80 kbytes? Is that a typo, or are you developing for a platform with limited memory like a cell phone or PDA? If not, why are you worrying about a measly 0.08 mb?
IMHO, the 80k that JPEG and the 65k that PNG add to my executable is outweighed greatly by the megabytes I save by using these compression techniques..
(You can strip quite some stuff you won't need (like compression, special data chunks) from those libraries using the config-files)
@s1ca: fine. but: i want cross-platform portability. i do not want to code for every possible platform interfaces to the native libs. so far, i plan to port my game to win32, linux and osx. that means: 3 different interfaces... so i would rather like to have a nice, plain ansi c(++) code that has not a single platform dependency (just decompressing memory buffers)

@s1ca, smit: thanks for pointing out, i will look at this prefilter. but: i'm rather fine with my compress tga with bzip2. it compresses ( i have run some tests) for abstract line drawings even better than png. png is better on real world images, though, but only slightly ( 5-10%)

@doctorsixstring & dabono: you are right, 80kbyte is not that much. sorry for the - besides embedded systems - rather vain argument. but what still counts: i need to link another additional library. that means:
* porting hassles (need to compile / install lib on target platform)
* static linkage ? dynamic dll ? different code generation modes?
i spent countless hours to remove unresolved externals error messages just because of libraries not matching together (because they were compiled against different runtimes etc..)
* some libs just wont compile into a static library. for example openAL - i had to alter the source code manually to make a static linking one.

so much hassle. and here kicks in my wanted "single header - single c(pp) file principle": just add that to your makefile & project and you are done. whatever mode you compile your code, it will just work.
thats what i love about most boost libs: they are just header files. i do not have to link against anything.
Well, neither of these 2 links are exactly what you want, but:

Hamed's small JPEG Library implements the (supposedly) most commonly used subset of the JFIF.

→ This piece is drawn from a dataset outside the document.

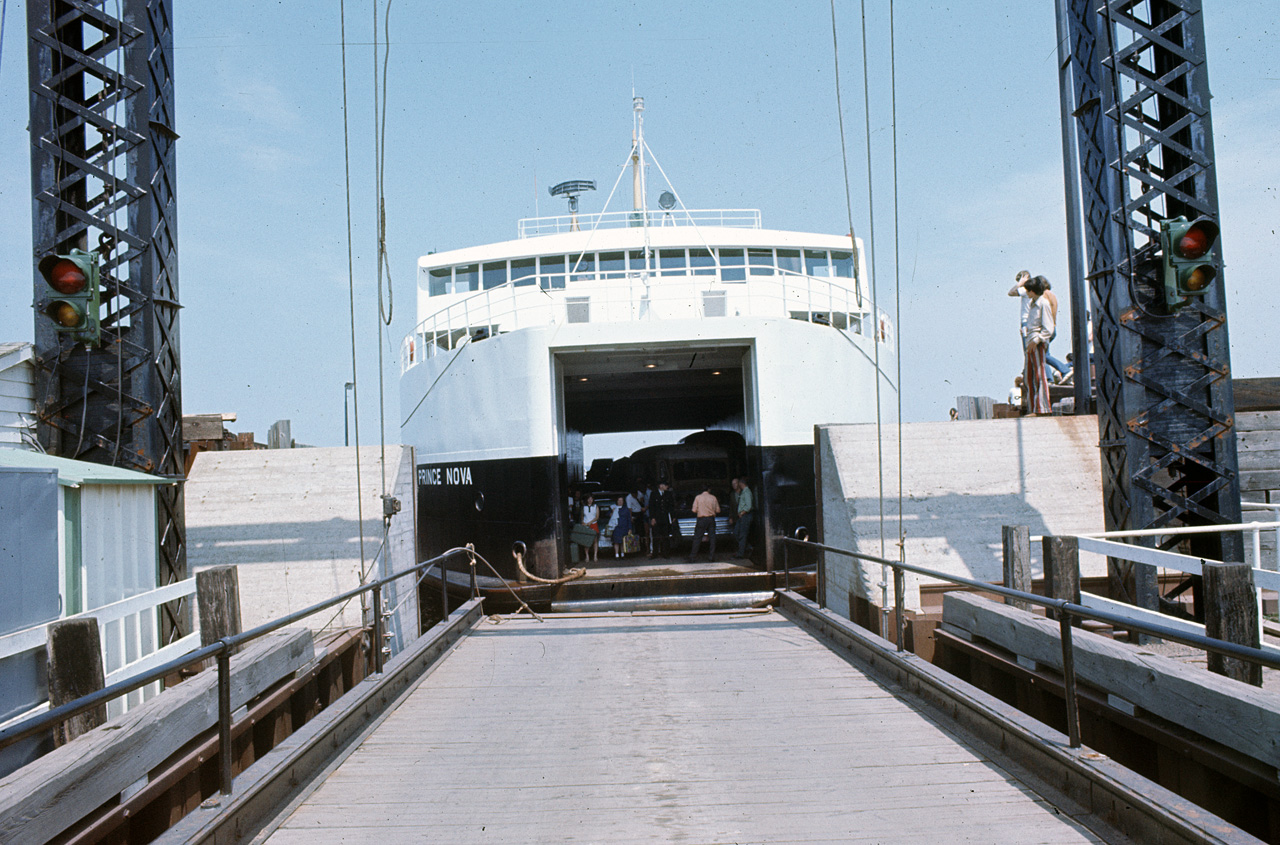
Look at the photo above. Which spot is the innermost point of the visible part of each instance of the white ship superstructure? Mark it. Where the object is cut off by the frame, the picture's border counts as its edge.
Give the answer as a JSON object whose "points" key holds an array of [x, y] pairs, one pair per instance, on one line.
{"points": [[630, 320]]}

This Image-SCZ code shows a simple (lossy) processing step to run on an image, to then have it compress well with standard lossless compression algorithms.
Quote:Original post by herc
so much hassle. and here kicks in my wanted "single header - single c(pp) file principle": just add that to your makefile & project and you are done. whatever mode you compile your code, it will just work.
thats what i love about most boost libs: they are just header files. i do not have to link against anything.


Ah, that's a much better reason! I remember using DevIL a while back when I was working with C++. I'm not sure how much larger it will make your executable, but I remember it being pretty easy to get going, and it is very powerful.

Good luck!
Quote:Original post by lonesock
Well, neither of these 2 links are exactly what you want, but:

Hamed's small JPEG Library implements the (supposedly) most commonly used subset of the JFIF.

This Image-SCZ code shows a simple (lossy) processing step to run on an image, to then have it compress well with standard lossless compression algorithms.


wow! thanks for the links! that scz-compression lib is exactly what i want. low code complexity, just 6 files!